書評掲載元:毎日新聞(2017年6月11日朝刊)書評
  • 書名 北海タイムス物語
  • 監修・編集・著者名増田俊成 著
  • 出版社名新潮社
  • 出版年月日2017年4月21日
  • 定価本体1,800円+税
  • 判型・ページ数四六判・429ページ
  • ISBN9784103300731

 怪作『七帝柔道記』は、柔道の練習に生活のすべてを捧げた大学生を描いた小説だった。あの主人公はどうなったかと思っていたら、北大を中退し、北海道の新聞社に就職していた。重要な脇役として登場する。この新聞社、仕事はきつい、休めない、給料が安いという典型的な3K職場だった。本作の主人公が配属されたのは取材現場ではなく、新聞の見出し、レイアウトを考える「整理部」だった。

 新聞記者が主人公の小説で、おそらく「整理部」が舞台になったのは初めてだろう。それくらい地味で、外の人の眼にふれない職場だ。会社を辞めようと思った主人公は、伝説の先輩のもとで、一から新聞作りを学ぶ。このあたりは前作を思わせるきつい日々の描写が続く。
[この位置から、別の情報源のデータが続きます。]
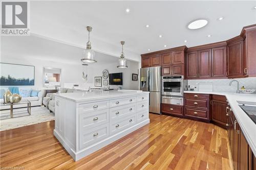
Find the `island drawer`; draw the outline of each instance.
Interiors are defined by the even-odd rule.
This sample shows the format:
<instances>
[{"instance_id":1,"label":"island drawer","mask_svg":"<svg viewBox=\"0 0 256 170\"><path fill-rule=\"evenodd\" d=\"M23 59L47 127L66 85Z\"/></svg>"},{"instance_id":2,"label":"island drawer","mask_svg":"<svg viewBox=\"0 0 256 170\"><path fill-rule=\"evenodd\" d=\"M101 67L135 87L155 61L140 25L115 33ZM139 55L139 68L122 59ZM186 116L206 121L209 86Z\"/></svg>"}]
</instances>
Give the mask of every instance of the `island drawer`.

 なぜ、人は働くのか、そんなことを考えさせる作品だ。書評によると、「あまりの低賃金に、著者も2年でタイムスを去った」とある。移った先は中日新聞。北海タイムスはその後、廃刊となり、多くの人が同業他社に移った。

 札幌の街の描写が清冽だ。厳しい寒さのなかで育まれる青春物語としても楽しめる。